The company, which is responsible for the development of the Lahad Datu palm oil industrial cluster (POIC Lahad Datu), today signed a memorandum of understanding on the Joint Development of EFB (Empty Fruit Bunch) Treatment in the state of Sabah with Kuala Lumpur-based Golden Green Synergy Sdn Bhd (GGS) to boost the up-take of value-adding industries using oil palm biomass.
GGS is in the forefront of biomass utilisation in Malaysia. It has been exporting fibres from empty oil palm fruit bunches and is involved with Malaysia Palm Oil Board in a pilot project in Perak to produce pellets from palm fibres and palm kernel shells. It has also invested in producing renewable energy from palm oil mill effluent.
According to a statement issued by POIC Sabah Sdn Bhd, here, today the collaboration with GGS is POIC Sabah’s continuing efforts to realise the billion-ringgit economic potential in oil palm biomass. The company had earlier this year initiated a scheme to procure 300,000 tons of biomass per year to ensure supply security for investors.
The signing in Kuala Lumpur today (Aug 25) bound both parties to jointly develop a feasible process and mechanism for the pre-treatment of empty fruit bunches in Sabah, promote and develop the pelletizing technology to enhance the
operations of palm oil mills in Sabah and to stimulate biomass investment opportunities in Sabah.
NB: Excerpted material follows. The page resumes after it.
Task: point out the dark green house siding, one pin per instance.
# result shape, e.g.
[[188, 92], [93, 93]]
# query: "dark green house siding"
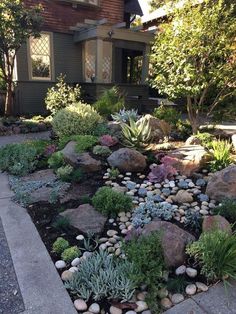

Chief executive officer of POIC Sabah and Director of POIC Trading Sdn Bhd, Dr Pang Teck Wai said the market for renewable feedstock such as fuel for power generation or fibre for household beddings and furniture can clearly be seen in the millions of tons ordered by Europe and Japan.
He sees the biomass sector growing to take centre-stage along with palm oil as the world’s hunger for resources intensifies.
He likened it to soya beans which were originally cultivated as a raw material for animal feed. Soybean oil which was then considered a by-product is today a strategic commodity and one of the most important vegetable oils in the world.
“The potential economic benefits which can be derived from oil palm biomass are just waiting to be maximised,” Pang added.